Il Manifesto 4/7/2020
Padri che sembrano imitare Medea
di Sarantis Thanopulos
Il Manifesto
4 luglio 2020
Introduzione: Il gesto drammatico di uccidere la moglie e i figli è l’espressione di un progetto di morte che include prima di tutto l’annientamento del Sé e delle parti vitali piuttosto che la manifestazione di un amore malato come erroneamente si crede. Ne parla, in questo articolo, Sarantis Thanopulos Psicoanalista, membro ordinario AFT della Società Psicoanalitica Italiana e dell’International Psychoanalitycal Association. (Maria Antoncecchi)
Il Manifesto
4 luglio 2020
Padri che sembrano imitare Medea
Sarantis Thanopulos
L’uomo che ha ucciso i suoi due figli e si è suicidato, dopo aver scritto alla madre che non li avrebbe visti più, è l’ennesimo caso di un femminicidio indiretto: l’uccisione psichica della donna, lasciata viva a contemplare le rovine del suo desiderio. Del femminicidio si è per secoli parlato in termini di “delitto passionale” e se ne parla ancora in tal senso usando termini poco cambiati: l’uccisione della donna come “oggetto di possesso”. Una mistificazione: l’eccesso di passione o la possessività sono nel femminicidio l’eccezione, non la regola. L’assassinio della donna da parte dell’uomo è nella sua forma tipica l’effetto di un’azione desoggettivante che nel momento del suo compimento diventa affettivamente indifferente. È, in primo luogo, distruzione dei sentimenti, caduta in uno spazio privo di attesa e di ulteriore intenzione.

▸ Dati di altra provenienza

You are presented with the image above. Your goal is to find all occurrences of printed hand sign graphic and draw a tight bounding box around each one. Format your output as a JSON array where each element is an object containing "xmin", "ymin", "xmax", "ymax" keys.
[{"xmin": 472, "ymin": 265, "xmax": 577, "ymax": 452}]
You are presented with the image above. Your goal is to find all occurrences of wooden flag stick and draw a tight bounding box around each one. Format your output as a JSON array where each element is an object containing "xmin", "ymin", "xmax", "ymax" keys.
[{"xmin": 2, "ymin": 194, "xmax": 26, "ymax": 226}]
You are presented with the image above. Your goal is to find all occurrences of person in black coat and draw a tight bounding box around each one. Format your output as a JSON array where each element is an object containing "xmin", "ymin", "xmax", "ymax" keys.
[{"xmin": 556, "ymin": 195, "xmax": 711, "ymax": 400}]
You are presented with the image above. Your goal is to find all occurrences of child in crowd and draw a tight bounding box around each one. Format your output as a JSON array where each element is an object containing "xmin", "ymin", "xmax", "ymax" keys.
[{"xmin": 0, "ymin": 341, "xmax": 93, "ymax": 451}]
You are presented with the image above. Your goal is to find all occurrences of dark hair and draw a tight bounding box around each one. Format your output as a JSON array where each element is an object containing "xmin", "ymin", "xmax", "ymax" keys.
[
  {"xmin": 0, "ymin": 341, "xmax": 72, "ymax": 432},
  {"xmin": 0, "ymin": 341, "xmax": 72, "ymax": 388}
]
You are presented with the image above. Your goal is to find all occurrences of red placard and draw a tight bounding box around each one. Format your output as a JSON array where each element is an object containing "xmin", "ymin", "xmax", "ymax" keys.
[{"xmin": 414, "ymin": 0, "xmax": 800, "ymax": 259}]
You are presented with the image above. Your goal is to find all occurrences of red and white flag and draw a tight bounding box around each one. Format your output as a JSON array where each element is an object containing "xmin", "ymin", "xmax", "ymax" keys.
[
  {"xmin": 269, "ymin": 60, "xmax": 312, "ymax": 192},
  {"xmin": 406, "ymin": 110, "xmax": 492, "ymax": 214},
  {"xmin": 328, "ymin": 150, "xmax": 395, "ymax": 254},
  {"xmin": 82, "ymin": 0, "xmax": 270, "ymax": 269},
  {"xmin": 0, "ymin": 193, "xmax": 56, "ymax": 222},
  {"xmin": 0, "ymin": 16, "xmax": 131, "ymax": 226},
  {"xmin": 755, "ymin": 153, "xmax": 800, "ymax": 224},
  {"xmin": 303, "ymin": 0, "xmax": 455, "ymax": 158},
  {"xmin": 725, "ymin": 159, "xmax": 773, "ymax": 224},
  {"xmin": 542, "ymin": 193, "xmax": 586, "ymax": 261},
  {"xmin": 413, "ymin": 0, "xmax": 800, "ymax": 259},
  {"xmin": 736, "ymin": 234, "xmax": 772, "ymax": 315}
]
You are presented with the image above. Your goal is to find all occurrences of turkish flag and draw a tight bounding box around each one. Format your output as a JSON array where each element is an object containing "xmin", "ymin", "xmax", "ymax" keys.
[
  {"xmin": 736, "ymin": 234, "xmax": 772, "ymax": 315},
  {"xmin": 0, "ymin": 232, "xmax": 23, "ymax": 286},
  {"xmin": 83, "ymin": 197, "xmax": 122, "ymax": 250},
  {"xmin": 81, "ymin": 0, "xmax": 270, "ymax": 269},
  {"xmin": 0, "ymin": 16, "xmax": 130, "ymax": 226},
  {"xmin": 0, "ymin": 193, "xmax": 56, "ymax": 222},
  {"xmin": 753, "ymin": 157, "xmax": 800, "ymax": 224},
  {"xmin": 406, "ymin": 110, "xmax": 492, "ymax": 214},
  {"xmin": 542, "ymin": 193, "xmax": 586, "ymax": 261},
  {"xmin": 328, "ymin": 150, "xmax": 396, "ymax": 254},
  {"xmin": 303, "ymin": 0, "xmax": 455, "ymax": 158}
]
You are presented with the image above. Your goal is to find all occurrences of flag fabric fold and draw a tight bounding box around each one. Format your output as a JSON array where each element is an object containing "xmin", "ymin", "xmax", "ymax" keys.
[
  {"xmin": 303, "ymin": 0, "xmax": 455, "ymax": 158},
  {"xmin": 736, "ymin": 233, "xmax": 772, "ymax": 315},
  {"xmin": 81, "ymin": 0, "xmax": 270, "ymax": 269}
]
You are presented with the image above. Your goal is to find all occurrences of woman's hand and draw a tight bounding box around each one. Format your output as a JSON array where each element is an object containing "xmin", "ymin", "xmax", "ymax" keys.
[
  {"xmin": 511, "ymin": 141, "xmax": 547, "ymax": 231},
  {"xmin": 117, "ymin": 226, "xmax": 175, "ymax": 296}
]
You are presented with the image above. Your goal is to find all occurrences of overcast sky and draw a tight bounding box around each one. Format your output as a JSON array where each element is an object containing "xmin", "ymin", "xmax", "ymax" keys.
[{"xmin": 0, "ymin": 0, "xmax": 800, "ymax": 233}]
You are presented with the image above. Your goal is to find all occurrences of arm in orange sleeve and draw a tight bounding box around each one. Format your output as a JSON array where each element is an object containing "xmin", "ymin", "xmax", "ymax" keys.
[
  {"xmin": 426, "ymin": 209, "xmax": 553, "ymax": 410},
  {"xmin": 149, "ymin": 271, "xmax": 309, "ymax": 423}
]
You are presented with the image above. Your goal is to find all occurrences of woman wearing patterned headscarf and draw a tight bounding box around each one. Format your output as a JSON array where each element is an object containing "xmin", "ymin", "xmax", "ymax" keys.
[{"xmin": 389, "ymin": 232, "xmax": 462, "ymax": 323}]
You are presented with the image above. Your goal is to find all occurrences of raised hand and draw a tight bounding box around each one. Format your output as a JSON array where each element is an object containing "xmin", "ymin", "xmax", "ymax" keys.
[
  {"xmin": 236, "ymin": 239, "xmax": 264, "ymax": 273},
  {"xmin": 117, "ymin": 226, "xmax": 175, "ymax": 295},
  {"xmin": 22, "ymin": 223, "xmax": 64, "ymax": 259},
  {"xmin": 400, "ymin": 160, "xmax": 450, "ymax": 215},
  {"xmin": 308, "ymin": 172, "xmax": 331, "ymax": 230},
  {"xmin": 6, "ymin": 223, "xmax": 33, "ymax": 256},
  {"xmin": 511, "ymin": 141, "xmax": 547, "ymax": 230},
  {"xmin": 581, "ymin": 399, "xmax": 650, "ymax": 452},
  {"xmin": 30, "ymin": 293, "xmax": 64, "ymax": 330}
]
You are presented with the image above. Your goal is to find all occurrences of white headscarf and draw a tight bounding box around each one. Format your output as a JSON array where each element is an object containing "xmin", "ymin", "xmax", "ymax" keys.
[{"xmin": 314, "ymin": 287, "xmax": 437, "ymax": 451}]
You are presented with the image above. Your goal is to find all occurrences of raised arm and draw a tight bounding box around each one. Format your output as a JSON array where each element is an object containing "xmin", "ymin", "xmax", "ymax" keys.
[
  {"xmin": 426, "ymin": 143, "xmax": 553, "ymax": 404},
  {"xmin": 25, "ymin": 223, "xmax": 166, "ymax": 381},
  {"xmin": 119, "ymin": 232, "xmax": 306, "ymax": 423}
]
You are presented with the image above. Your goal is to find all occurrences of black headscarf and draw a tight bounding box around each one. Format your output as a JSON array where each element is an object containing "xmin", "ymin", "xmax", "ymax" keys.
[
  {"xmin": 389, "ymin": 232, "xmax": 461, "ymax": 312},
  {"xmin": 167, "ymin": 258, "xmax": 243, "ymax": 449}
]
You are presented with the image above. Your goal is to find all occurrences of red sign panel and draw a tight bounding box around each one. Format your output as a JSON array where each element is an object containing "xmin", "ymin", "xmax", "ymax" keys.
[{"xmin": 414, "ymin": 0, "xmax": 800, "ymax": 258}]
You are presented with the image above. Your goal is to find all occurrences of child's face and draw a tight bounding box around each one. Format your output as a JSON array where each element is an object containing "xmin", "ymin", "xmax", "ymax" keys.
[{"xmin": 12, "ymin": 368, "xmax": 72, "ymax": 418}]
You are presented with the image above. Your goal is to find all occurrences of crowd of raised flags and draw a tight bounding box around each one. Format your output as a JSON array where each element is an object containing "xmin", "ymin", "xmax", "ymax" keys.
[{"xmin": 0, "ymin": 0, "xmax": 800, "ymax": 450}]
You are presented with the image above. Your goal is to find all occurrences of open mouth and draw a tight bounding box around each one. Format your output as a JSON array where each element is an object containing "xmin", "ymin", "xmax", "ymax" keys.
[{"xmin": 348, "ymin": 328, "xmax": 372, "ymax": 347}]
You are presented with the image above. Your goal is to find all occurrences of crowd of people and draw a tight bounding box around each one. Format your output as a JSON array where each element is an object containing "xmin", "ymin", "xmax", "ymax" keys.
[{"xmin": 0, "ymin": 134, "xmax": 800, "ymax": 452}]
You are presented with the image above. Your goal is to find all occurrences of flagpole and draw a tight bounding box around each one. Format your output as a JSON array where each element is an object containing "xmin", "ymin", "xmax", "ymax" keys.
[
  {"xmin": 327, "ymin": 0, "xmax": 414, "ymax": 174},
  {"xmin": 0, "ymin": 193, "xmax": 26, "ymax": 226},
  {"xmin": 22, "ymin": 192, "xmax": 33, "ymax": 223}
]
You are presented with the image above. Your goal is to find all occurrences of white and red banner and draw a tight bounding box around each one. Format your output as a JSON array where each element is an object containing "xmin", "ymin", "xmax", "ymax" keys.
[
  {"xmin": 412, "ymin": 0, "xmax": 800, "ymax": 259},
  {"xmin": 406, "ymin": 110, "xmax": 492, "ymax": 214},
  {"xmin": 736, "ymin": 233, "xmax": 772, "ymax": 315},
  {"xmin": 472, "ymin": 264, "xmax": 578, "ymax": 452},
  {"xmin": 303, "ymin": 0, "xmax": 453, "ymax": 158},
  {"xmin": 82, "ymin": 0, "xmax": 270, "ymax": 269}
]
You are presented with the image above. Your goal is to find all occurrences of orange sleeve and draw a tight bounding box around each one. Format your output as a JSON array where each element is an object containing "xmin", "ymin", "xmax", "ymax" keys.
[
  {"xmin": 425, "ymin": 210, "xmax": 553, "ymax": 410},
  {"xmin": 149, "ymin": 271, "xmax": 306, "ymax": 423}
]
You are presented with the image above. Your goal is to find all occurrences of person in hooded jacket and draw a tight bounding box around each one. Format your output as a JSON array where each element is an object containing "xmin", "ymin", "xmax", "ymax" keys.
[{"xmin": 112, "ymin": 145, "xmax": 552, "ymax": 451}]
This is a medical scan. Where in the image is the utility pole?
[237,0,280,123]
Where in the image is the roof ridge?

L’uccisione dei propri figli per distruggere sul piano affettivo/erotico la loro madre, smentisce la retorica attribuzione del femminicidio a una volontà di possesso assoluto sulla donna attraverso la sua morte. I padri figlicidi che risparmiano sul piano fisico la madre, per farle bere fino all’ultima goccia un calice amarissimo, sembrano capovolgere lo schema di Medea. Non è la donna che colpisce il suo uomo uccidendo i loro figli, per distruggere la sua virilità e sradicarlo dentro di sé come oggetto desiderato. È l’uomo che attacca la donna attraverso i figli per distruggere la sua femminilità. L’analogia, tuttavia, finisce qui. L’uomo che colpisce in questo modo la donna l’ha già sradicata eroticamente dentro di sé. Non aggredisce l’oggetto d’amore da qui si sente tradito, il vissuto del tradimento resta lì per mettere in moto il meccanismo ossessivo che spersonalizza la sua azione, non la determina. Ciò che effettivamente compie con il figlicidio è un suicidio con cui non si dà la morte, ma diventa tutt’uno con essa. L’atto finale è la tombale affermazione di sé come nulla. “Medea” cerca nell’autarchia un rimedio contro le ferite della vita. Il padre figlicida/suicida trova nella morte il trionfo assoluto, definitivo sul desiderio di vivere.
Tutti gli aspetti simbolici che si possono vedere nella distruzione dell’altro, associata alla decostruzione di sé, indicano la spoliazione progressiva di significato che rende l’agire incolore, meccanico, con o senza sangue. L’attacco alla fertilità della donna, l’induzione di un aborto simbolico che agisce a posteriori e lascia beante, sanguinante per sempre lo spazio della maternità, mira a un’isterectomia psichica. Ma il compiersi dell’atto realizza in modo definitivo anche l’auto-castrazione psichica dell’omicida. Mutilando la donna in questo modo terrificante l’uomo mutila radicalmente se stesso della propria possibilità di presenza nello spazio di congiunzione-disgiunzione dei corpi che definisce la vita come intesa erotica. Il vuoto che ha aperto nella madre lo risucchia. Torna nel grembo materno, diventato tomba, si svuota del senso di sé. Viene la morte e non ha occhi. L’abisso con cui si è identificato lo avvolge e lo penetra.
Il femminicidio psichico è uno dei segnali più inquietanti di una patologia affettiva degenerativa che si sta diffondendo tra gli uomini colpendo la loro parte femminile: una frigidità erotica, a volte mascherata dal priapismo, a volte estrinsecata come impotenza erettile o eiaculazione, ma sempre e comunque incapacità di un godimento erotico profondo, vero. L’uomo accecato dal suo privilegio sociale paga un prezzo altissimo in termini di insoddisfazione erotica perenne e la sua volontà di dominio sulla donna, che attacca il significato erotico della maternità, lo rende prigioniero di uno spazio materno arido, desertificato: eterno figlio auto-castrato, un morto che cammina pensando di essere padrone di sé.